Without a discussion of the quantum mechanical (or wave) picture of the propagation of light though bulk materials, the discussion will be limited to toy models and brittle analogies.
This the second video by the same source references the picture in Chapter 31, "The Origin of the Refractive Index", of Feynman Lectures on Physics, Volume I.

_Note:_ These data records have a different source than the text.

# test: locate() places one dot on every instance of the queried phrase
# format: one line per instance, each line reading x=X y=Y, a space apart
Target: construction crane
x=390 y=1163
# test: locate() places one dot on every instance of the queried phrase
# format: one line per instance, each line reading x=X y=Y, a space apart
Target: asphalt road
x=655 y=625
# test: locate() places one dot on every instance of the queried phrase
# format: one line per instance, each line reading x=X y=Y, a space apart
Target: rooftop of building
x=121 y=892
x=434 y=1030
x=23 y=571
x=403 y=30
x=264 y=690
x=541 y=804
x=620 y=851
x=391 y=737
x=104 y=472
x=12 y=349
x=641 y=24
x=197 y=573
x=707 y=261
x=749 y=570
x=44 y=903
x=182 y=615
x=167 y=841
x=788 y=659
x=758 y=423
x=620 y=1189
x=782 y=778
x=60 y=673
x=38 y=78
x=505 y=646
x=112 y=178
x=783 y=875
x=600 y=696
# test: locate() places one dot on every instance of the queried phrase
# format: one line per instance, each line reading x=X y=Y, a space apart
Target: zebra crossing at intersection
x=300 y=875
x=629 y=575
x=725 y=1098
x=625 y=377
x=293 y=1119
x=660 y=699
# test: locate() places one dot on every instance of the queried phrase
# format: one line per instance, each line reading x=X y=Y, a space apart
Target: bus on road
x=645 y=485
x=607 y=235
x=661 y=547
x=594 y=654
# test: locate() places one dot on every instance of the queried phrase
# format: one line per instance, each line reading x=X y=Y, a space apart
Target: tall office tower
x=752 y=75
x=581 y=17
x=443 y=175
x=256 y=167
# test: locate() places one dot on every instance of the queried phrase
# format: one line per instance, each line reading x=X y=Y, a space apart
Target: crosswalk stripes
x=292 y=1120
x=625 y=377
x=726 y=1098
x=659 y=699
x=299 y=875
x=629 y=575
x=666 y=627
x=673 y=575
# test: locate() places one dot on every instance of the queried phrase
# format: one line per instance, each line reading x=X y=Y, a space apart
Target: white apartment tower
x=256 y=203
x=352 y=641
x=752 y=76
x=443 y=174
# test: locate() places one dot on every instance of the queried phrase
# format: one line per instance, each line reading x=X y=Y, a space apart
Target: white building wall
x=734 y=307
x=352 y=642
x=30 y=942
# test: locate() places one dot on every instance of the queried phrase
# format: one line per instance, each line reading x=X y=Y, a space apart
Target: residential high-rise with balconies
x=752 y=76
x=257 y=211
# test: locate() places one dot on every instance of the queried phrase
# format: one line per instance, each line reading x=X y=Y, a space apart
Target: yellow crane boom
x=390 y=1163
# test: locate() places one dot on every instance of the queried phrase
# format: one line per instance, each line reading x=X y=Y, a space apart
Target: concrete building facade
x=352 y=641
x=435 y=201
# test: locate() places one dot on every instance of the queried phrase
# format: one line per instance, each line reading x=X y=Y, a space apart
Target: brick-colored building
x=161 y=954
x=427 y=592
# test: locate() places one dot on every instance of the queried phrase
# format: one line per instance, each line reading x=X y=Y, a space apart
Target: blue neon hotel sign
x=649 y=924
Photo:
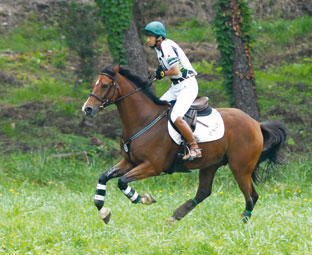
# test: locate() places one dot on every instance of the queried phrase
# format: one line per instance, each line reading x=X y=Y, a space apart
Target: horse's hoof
x=147 y=199
x=170 y=221
x=105 y=214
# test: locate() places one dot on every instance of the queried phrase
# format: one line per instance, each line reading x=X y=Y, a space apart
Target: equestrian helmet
x=155 y=28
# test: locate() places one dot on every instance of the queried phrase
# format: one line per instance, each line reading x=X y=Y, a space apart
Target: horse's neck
x=137 y=111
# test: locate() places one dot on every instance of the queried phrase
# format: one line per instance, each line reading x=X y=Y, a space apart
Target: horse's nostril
x=88 y=110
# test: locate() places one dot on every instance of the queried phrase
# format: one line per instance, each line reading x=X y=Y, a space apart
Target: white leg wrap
x=99 y=197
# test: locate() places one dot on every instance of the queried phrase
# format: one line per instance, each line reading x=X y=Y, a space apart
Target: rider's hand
x=160 y=73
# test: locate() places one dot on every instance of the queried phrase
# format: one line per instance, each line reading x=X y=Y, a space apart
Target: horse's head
x=104 y=92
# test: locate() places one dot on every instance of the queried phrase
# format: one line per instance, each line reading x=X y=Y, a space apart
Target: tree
x=232 y=30
x=123 y=38
x=80 y=27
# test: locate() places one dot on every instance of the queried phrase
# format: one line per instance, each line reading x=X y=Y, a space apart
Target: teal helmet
x=155 y=28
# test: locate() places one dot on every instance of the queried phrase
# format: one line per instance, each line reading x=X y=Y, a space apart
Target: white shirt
x=171 y=54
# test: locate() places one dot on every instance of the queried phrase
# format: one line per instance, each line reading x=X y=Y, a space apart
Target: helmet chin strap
x=157 y=41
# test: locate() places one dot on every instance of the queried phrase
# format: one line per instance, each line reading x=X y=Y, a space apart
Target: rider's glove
x=160 y=73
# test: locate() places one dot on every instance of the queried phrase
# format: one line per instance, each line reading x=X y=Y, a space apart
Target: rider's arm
x=174 y=70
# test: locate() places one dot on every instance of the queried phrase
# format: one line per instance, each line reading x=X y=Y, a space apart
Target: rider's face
x=151 y=40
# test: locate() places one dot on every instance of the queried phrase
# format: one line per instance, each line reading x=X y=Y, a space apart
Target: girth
x=200 y=107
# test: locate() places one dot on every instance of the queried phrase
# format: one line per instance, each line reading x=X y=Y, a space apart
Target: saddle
x=200 y=107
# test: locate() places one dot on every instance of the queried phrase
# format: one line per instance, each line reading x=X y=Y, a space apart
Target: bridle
x=107 y=101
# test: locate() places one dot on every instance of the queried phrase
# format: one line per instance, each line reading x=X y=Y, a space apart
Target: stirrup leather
x=193 y=152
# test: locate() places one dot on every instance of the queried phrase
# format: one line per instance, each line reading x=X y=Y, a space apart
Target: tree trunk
x=244 y=90
x=134 y=51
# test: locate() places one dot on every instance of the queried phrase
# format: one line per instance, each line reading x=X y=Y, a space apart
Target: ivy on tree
x=231 y=19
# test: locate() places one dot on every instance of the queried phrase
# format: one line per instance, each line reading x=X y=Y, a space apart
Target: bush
x=81 y=27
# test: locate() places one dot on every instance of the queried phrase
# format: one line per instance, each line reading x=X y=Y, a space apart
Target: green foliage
x=81 y=29
x=31 y=35
x=223 y=30
x=116 y=16
x=40 y=90
x=193 y=30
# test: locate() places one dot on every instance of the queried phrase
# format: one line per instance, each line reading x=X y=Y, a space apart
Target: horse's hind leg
x=243 y=178
x=206 y=176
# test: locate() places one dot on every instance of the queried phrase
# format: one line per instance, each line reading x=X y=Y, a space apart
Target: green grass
x=46 y=207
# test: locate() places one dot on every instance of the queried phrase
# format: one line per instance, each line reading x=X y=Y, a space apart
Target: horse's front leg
x=139 y=172
x=116 y=171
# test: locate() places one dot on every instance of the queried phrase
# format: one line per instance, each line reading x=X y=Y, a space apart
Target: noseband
x=106 y=102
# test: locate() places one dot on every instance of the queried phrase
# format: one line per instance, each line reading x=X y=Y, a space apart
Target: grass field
x=46 y=207
x=46 y=204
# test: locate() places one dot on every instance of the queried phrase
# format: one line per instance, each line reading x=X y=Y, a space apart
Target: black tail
x=274 y=136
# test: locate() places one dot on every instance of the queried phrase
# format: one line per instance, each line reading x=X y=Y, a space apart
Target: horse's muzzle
x=90 y=111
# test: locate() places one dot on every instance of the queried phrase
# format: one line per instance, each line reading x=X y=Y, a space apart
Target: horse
x=147 y=149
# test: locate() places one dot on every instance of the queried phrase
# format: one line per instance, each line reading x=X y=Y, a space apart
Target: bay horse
x=148 y=150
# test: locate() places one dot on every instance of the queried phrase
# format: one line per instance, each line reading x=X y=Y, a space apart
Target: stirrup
x=193 y=152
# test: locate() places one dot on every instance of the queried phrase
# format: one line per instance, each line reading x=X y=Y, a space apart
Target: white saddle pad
x=213 y=129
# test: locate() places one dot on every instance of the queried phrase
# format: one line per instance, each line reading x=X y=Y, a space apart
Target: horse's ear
x=116 y=69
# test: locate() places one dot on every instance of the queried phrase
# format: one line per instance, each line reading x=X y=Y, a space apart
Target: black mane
x=137 y=81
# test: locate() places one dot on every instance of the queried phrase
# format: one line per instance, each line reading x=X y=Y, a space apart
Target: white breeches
x=185 y=93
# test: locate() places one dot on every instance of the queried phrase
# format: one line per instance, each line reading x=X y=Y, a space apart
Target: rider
x=184 y=88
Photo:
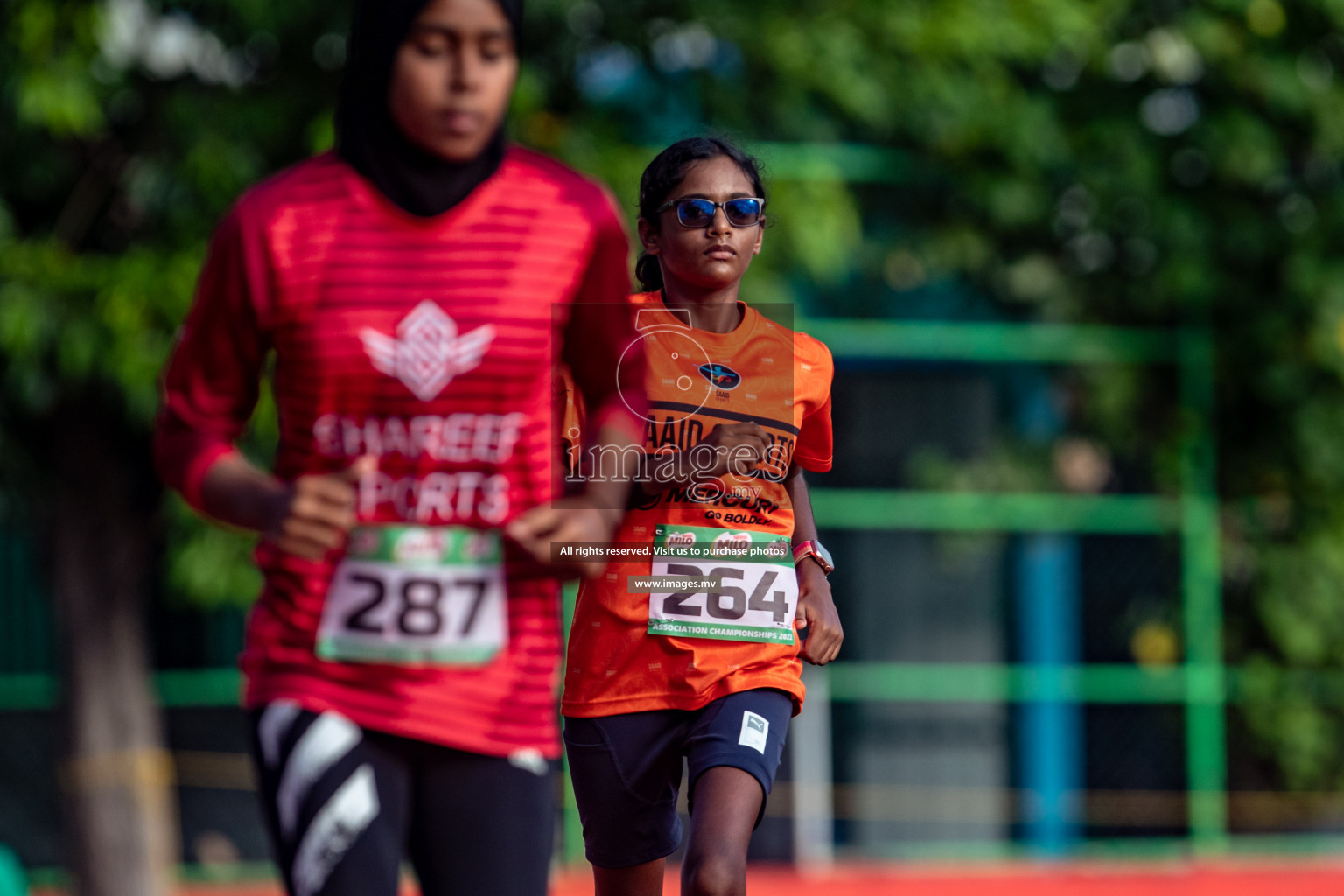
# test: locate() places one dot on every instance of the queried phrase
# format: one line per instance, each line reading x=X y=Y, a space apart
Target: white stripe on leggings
x=336 y=826
x=330 y=738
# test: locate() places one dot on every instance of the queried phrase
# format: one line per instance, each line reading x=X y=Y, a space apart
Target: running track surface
x=1178 y=878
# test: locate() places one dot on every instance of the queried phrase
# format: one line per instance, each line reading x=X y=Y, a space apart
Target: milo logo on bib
x=680 y=539
x=732 y=543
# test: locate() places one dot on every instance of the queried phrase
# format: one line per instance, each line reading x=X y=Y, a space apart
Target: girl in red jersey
x=704 y=665
x=410 y=288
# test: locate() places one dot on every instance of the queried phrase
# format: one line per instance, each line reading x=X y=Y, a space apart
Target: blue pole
x=1050 y=735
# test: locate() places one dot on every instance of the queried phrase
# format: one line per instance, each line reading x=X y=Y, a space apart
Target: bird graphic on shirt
x=426 y=352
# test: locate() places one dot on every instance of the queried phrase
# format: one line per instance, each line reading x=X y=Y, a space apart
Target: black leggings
x=344 y=805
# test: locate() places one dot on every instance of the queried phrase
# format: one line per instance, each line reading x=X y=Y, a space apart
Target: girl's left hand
x=819 y=612
x=579 y=517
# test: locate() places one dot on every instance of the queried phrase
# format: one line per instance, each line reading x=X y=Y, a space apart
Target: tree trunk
x=117 y=775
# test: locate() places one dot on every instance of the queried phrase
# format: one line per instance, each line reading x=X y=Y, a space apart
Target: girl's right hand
x=738 y=449
x=315 y=514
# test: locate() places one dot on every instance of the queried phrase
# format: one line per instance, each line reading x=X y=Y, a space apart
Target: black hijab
x=368 y=138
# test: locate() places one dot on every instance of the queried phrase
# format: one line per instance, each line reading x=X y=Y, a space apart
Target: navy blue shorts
x=626 y=768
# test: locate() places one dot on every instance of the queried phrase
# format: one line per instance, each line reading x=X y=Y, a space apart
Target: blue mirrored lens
x=695 y=211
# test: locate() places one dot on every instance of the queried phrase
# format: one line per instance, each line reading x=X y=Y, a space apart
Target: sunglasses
x=699 y=213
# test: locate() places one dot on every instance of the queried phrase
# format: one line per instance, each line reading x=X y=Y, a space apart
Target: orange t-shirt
x=760 y=373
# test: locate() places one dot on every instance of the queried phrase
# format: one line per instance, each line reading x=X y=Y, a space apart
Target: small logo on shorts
x=529 y=760
x=752 y=731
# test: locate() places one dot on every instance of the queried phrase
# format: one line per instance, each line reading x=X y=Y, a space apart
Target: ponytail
x=649 y=273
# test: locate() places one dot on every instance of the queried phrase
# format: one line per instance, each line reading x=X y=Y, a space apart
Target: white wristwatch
x=815 y=551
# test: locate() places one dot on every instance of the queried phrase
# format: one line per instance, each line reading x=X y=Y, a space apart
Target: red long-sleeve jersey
x=429 y=344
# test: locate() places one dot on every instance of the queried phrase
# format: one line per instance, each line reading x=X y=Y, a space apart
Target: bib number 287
x=416 y=597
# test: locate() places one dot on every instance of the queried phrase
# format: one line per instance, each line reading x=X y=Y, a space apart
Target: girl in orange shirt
x=706 y=662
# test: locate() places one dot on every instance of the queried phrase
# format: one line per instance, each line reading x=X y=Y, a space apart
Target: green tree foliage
x=1123 y=161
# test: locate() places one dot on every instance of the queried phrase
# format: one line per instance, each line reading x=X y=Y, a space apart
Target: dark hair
x=663 y=175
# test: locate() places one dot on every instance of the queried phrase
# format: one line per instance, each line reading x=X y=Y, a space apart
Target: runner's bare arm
x=816 y=607
x=305 y=517
x=602 y=352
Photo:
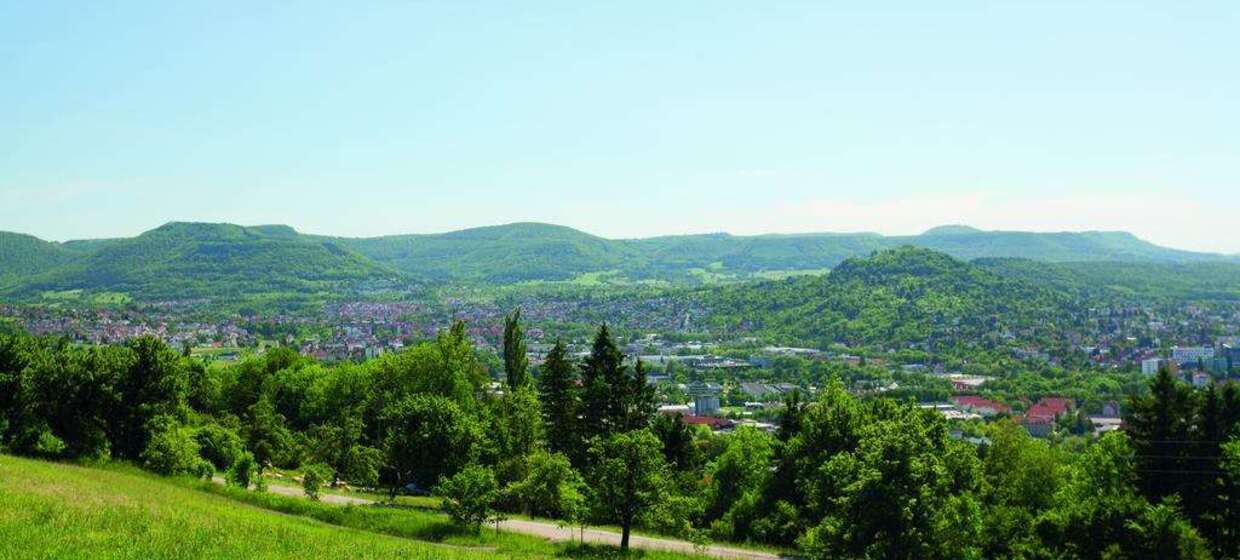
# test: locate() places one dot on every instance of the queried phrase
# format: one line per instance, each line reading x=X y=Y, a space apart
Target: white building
x=1192 y=353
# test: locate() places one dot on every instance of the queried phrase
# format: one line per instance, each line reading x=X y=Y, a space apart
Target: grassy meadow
x=50 y=511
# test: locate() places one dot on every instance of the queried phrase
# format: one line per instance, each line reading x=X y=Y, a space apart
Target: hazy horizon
x=624 y=122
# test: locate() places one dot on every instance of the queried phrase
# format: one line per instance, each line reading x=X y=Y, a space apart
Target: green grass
x=50 y=511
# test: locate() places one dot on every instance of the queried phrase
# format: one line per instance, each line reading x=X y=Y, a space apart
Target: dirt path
x=556 y=533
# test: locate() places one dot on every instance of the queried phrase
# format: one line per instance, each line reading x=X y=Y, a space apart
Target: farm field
x=50 y=511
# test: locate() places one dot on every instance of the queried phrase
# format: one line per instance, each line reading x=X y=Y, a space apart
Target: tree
x=155 y=383
x=742 y=468
x=515 y=362
x=218 y=445
x=313 y=478
x=613 y=399
x=267 y=436
x=339 y=445
x=1225 y=520
x=561 y=403
x=1100 y=514
x=243 y=471
x=518 y=431
x=171 y=450
x=551 y=487
x=628 y=477
x=677 y=440
x=1161 y=429
x=469 y=497
x=602 y=379
x=427 y=437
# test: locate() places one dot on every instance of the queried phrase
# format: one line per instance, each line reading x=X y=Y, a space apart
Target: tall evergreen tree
x=516 y=364
x=1161 y=429
x=561 y=403
x=603 y=379
x=637 y=399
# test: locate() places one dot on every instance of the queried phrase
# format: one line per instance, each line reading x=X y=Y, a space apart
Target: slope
x=58 y=511
x=211 y=260
x=897 y=297
x=24 y=255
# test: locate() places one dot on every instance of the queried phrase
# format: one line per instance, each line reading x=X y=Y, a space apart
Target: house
x=980 y=405
x=706 y=398
x=1191 y=353
x=1040 y=418
x=709 y=421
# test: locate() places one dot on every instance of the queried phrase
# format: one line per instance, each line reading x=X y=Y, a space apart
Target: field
x=60 y=511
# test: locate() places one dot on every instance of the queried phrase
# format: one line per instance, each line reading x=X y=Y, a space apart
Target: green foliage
x=561 y=404
x=243 y=471
x=172 y=450
x=313 y=478
x=428 y=437
x=515 y=363
x=551 y=487
x=740 y=471
x=469 y=496
x=208 y=260
x=218 y=445
x=614 y=398
x=226 y=262
x=628 y=477
x=885 y=481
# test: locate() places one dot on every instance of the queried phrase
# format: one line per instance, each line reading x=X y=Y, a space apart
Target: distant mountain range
x=201 y=259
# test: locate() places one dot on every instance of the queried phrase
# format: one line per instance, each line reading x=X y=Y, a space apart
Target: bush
x=313 y=480
x=220 y=445
x=548 y=486
x=469 y=497
x=243 y=471
x=172 y=450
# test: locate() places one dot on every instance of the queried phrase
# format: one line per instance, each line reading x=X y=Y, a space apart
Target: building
x=1040 y=418
x=1191 y=353
x=980 y=405
x=706 y=398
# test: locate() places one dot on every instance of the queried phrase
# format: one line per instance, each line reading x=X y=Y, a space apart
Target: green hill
x=894 y=297
x=210 y=260
x=497 y=254
x=223 y=260
x=24 y=255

Feynman derives from a model where electrons are held to their nuclei by springs, an electron-centric formula for the scattering of light off individual electrons which sums to (in a wave or quantum-mechanical sense) to coherent propagation with refractive index:
$$n = 1 + \frac{N q_e^2}{2 \varepsilon_0 m_e} \sum_k \frac{f_k}{ \omega_k^2 - \omega^2 + i \gamma_k \omega }$$
where $$\omega$$ is the (angular) frequency of the light, $$\omega = 2 \pi \nu = 2 \pi f$$; $$m_e, q_e$$ are the mass and charge of an electron; $$N$$ is the electron number per volume, $$f_k, \omega_k, \gamma_k$$ are the oscillator strength (ratio of electrons associated with this oscillation mode), associated angular resonant frequency for the bound electrons, and associated damping factor for each kind of bound electron system.
Unlike the toy model of the energy halting in matter for a percentage of the time, this derivation correctly predicts that for some frequencies n is less than 1, which represents a phase velocity faster than c. The question of can you use that FTL phase velocity to send a message faster than light is firmly answered in the negative in chapter 48 of the same volume. Here is what he writes in Chapter 31:
http://www.feynmanlectures.caltech.edu/I_31.html
http://www.feynmanlectures.caltech.edu/I_48.html
// Now I feel silly for typing those quotes by hand from my dead-tree copies when they are nicely on-line. My formula is based on Feynman's 31.20 and the footnote. It is a natural extension of the simpler 31.19 to materials more complex than in the original derivation in sections 31-1 and 31-2.